Warm season grasses are often grouped together because they share the C4 photosynthetic trait which benefits from higher temperature environments compared to C3 grasses. The C4 pathway has multiple independent origins in the grass family, and these lineages have unique evolutionary histories that influence their ecological strategies, distributions, and important hydraulic and leaf economics traits. Warmer grasslands in North America are dominated by two C4 grass lineages, the Andropogoneae and the Chloridoideae, which differ in ways that should influence fire regimes and water and carbon fluxes. We asked how well we can separate these two lineages climatically and mapped them spatially across the continental US (CONUS). We assembled vegetation surveys from grassy locations with many plots from across the landscape (e.g., NEON sites) and classified species by their C4 lineage. We summed aerial cover values for these locations and calculated the proportion of each lineage in the landscape. We used Boosted Regression Trees (BRT) to model lineage proportion as a function of a wide range of environmental predictors.
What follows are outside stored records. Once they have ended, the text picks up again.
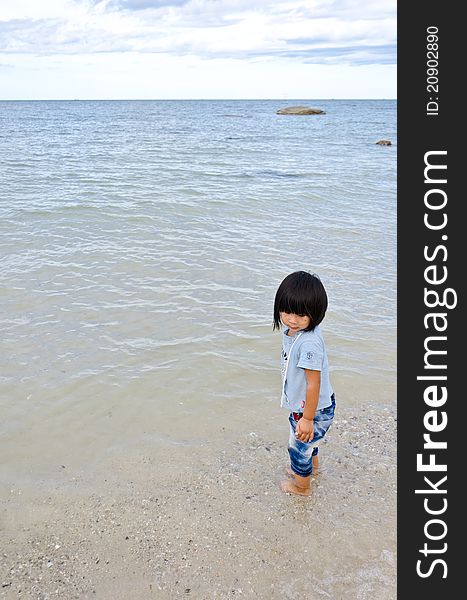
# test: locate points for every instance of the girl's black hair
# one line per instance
(302, 294)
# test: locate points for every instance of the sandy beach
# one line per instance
(216, 525)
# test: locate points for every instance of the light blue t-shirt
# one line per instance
(305, 350)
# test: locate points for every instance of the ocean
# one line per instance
(141, 246)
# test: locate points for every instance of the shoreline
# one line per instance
(217, 527)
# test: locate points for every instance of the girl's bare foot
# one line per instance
(290, 487)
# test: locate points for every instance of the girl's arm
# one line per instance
(305, 429)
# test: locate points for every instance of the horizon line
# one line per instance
(178, 99)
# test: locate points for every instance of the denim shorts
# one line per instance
(301, 453)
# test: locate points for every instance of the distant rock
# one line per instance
(300, 110)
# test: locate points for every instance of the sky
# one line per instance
(197, 49)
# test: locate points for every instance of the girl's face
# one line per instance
(295, 322)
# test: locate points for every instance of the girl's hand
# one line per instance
(304, 430)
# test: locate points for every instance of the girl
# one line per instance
(299, 306)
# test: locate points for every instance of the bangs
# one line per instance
(302, 294)
(292, 303)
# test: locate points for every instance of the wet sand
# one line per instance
(211, 522)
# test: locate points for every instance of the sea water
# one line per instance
(141, 246)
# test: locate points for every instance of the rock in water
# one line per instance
(300, 110)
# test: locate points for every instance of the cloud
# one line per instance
(310, 30)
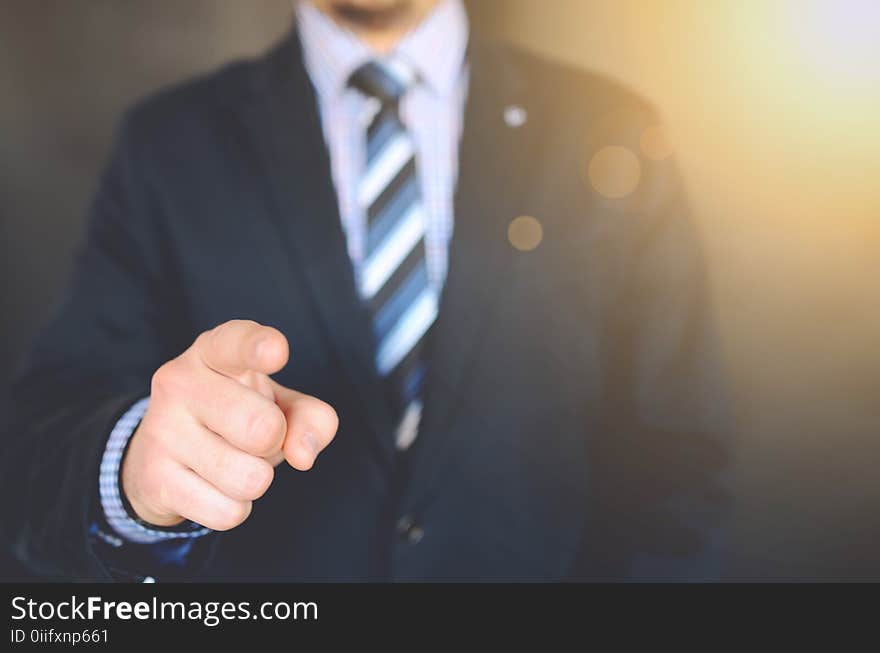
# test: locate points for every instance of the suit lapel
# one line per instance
(493, 156)
(286, 122)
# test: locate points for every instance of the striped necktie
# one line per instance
(394, 276)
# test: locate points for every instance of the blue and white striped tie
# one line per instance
(394, 277)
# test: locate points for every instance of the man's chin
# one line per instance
(372, 15)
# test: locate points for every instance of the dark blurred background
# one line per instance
(782, 157)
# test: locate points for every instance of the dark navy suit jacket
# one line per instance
(574, 413)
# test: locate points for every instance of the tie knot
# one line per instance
(385, 83)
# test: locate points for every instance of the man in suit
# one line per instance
(367, 308)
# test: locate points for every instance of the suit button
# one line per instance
(409, 530)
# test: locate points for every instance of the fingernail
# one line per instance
(259, 348)
(311, 442)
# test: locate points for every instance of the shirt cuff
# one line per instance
(123, 524)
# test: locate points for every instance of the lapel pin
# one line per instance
(515, 115)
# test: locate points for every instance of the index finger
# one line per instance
(241, 346)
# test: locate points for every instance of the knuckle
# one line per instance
(264, 430)
(256, 479)
(323, 417)
(230, 514)
(169, 380)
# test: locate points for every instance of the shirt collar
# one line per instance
(435, 49)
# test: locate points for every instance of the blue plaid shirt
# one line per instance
(432, 111)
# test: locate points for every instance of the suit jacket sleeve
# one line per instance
(663, 459)
(88, 366)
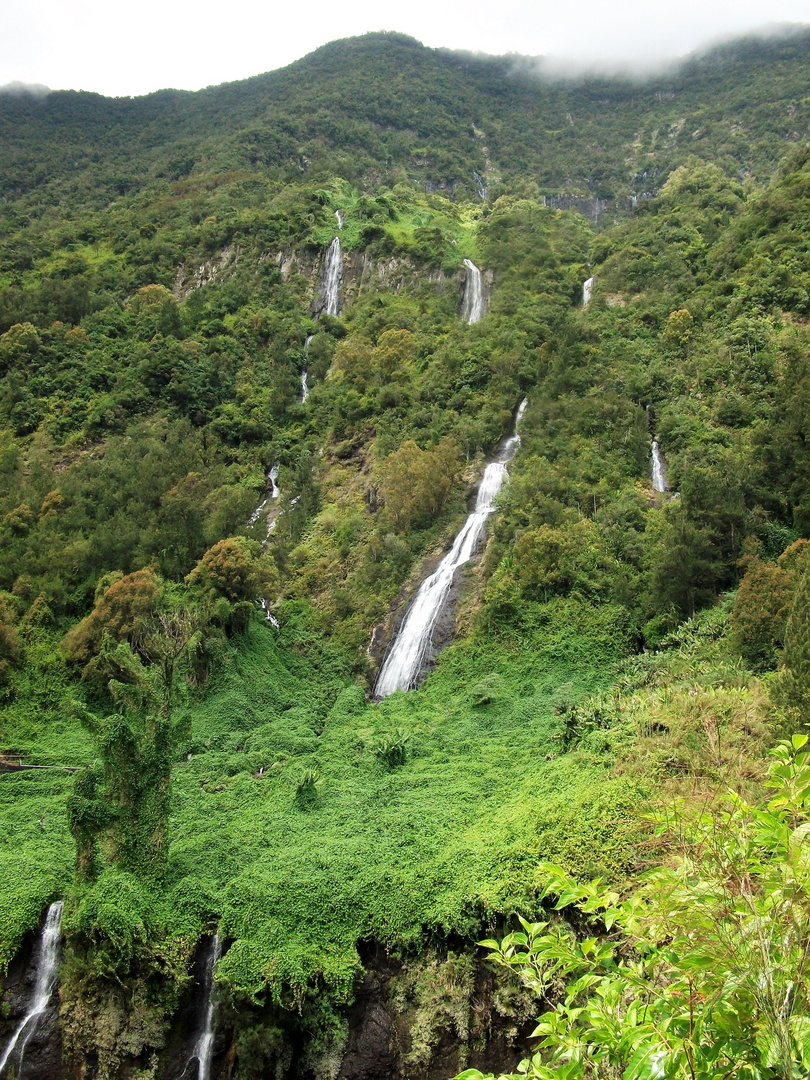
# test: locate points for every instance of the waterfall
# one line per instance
(268, 613)
(204, 1045)
(48, 964)
(659, 472)
(472, 304)
(305, 373)
(273, 493)
(333, 278)
(410, 649)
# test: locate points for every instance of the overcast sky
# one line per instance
(132, 49)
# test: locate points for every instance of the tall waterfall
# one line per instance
(305, 373)
(204, 1045)
(472, 304)
(410, 649)
(333, 279)
(659, 472)
(48, 966)
(272, 493)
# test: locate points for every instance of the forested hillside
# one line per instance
(246, 404)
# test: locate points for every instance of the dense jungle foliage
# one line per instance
(201, 766)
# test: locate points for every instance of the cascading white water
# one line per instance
(305, 373)
(48, 966)
(473, 308)
(410, 649)
(273, 493)
(659, 471)
(204, 1045)
(333, 277)
(268, 613)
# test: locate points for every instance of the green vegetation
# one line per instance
(707, 977)
(615, 646)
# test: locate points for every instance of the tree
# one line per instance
(701, 972)
(792, 690)
(234, 571)
(125, 798)
(122, 601)
(763, 603)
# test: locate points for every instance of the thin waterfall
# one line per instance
(204, 1045)
(48, 966)
(305, 373)
(659, 471)
(410, 649)
(272, 493)
(473, 308)
(333, 279)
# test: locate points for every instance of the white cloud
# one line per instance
(112, 49)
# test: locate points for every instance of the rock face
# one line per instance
(43, 1050)
(430, 1018)
(422, 1018)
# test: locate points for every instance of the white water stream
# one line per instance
(305, 373)
(48, 966)
(659, 471)
(473, 308)
(333, 278)
(204, 1045)
(412, 646)
(273, 493)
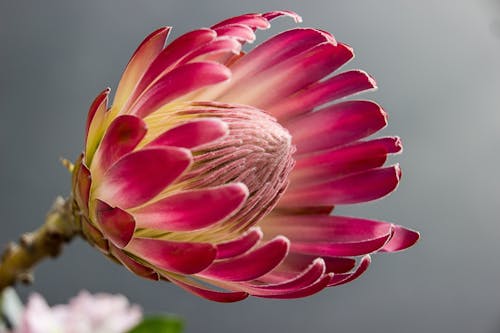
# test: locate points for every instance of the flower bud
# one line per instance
(216, 168)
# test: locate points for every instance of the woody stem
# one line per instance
(19, 259)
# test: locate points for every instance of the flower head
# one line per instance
(86, 313)
(217, 169)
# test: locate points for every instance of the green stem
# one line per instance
(18, 260)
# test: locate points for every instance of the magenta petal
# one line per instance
(365, 186)
(308, 276)
(172, 54)
(211, 295)
(122, 136)
(116, 224)
(254, 21)
(240, 245)
(274, 14)
(251, 265)
(140, 61)
(141, 175)
(240, 32)
(192, 134)
(192, 210)
(339, 279)
(401, 239)
(171, 256)
(95, 128)
(336, 87)
(83, 184)
(336, 125)
(324, 228)
(134, 266)
(343, 161)
(314, 288)
(180, 81)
We used the BRT to project lineage distributions across a 5 arc-minute grid of C4 grass distributions for CONUS and related these distributions to fire regimes.

Results/Conclusions

We found a threshold of growing season precipitation (GSP) that alone explained over 70% of cover between Chloridoideae-dominated and Andropogoneae-dominated grasslands in CONUS. Regions of Andropogoneae-dominance also had higher fire frequency. Chloridoideae-dominated regions had broader diurnal temperature ranges. Our maps show a strong gradient in lineage turnover with increasing Andropogoneae abundance from west to east. In the northern Great Plains, this pattern reveals that C4 grasses in mesic regions are comprised mostly of Andropogoneae lineage species due to high GSP. C4 grasses have higher water use efficiency than C3 grasses, yet paradoxically, recent literature suggests that reduced water availability can favor C3 in Andropogoneae-dominated grasslands. We suggest that differences in water use strategies between Andropogoneae and Chloridoideae can explain these observations. Reductions in GSP would decrease the Andropogoneae growth advantage in the warm season and favor C3 grasses that are relatively more active in the wet and cool spring. Furthermore, lineage hydraulic differences add a new perspective to findings that shifts in C4 fossil abundance are associated with changes in precipitation regime. Coupled with trait data, our maps of dominant C4 lineages in CONUS could be used to better represent the ecological behavior of grasslands and savannas under climate change.